Step 2 :To find the x-coordinate where the slope of the tangent line is horizontal, we need to find where the derivative of the average cost function is zero.
Step 3 :The derivative of the average cost function is \(A'(x) = 4 - \frac{676}{x^2}\).
Step 4 :Setting this equal to zero and solving for x gives: \(4 - \frac{676}{x^2} = 0\)
Step 5 :\(4 = \frac{676}{x^2}\)
Step 6 :\(x^2 = \frac{676}{4}\)
Step 7 :\(x^2 = 169\)
Step 8 :\(x = \sqrt{169} = 13\)
Step 9 :So the x-coordinate where the slope of the tangent line is horizontal is \(x = 13\).

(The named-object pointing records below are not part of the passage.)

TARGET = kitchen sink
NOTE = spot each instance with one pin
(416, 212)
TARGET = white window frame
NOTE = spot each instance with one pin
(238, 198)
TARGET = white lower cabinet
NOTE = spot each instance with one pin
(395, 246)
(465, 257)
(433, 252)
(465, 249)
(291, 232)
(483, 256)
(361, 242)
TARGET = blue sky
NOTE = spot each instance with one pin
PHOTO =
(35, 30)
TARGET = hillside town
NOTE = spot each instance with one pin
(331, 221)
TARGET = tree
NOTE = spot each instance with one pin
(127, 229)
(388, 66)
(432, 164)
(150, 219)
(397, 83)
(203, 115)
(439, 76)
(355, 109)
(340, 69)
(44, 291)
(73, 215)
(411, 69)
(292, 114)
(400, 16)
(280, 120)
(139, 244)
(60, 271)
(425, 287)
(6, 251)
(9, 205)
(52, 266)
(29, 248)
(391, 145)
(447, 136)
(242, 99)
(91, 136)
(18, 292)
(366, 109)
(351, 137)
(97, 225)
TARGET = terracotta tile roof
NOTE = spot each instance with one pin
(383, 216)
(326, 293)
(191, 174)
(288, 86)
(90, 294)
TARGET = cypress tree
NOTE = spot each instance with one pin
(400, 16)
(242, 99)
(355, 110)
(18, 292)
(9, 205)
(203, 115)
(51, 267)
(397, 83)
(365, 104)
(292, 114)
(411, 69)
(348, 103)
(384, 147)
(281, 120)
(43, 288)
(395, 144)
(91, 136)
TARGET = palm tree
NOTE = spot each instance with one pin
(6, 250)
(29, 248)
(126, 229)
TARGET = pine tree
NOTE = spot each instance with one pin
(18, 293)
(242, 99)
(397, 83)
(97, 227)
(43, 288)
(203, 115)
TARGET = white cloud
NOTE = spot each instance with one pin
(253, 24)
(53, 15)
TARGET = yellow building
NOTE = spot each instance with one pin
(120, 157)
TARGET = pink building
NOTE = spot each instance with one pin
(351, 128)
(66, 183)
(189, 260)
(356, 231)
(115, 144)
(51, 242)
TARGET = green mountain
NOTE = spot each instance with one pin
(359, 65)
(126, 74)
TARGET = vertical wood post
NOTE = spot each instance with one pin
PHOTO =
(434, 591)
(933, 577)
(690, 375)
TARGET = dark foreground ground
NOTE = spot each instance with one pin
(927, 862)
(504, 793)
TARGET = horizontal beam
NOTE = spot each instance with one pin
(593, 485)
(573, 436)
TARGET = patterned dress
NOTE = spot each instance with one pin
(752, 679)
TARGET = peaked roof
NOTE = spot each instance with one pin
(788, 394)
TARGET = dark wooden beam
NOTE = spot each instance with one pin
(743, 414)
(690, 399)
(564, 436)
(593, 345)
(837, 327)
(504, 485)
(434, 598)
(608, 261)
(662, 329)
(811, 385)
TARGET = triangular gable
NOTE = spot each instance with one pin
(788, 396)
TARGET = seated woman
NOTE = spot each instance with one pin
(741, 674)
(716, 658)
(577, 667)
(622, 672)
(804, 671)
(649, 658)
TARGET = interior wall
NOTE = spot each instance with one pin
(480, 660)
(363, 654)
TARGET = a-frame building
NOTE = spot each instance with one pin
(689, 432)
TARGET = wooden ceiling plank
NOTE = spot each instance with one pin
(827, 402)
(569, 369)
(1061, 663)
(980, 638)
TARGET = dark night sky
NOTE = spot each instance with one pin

Step 10 :To find the y-coordinate, we substitute \(x = 13\) into the average cost function:
Step 11 :\(A(13) = 4*13 + \frac{676}{13} = 52 + 52 = 104\)
Step 12 :So the (x, y) coordinates of the average cost when the slope of the tangent line is horizontal are \(\boxed{(13, 104)}\).
Step 13 :The profit function is given by \(P(x) = R(x) - C(x) = 12x^2 + 200 - 4x^2 - 676 = 8x^2 - 476\).
Step 14 :The average profit when \(x = 4\) is then \(\frac{P(4)}{4} = \frac{8*4^2 - 476}{4} = \frac{128 - 476}{4} = -87\).
Step 15 :So when \(x = 4\) items, the average profit is \(\boxed{-\$87.00}\).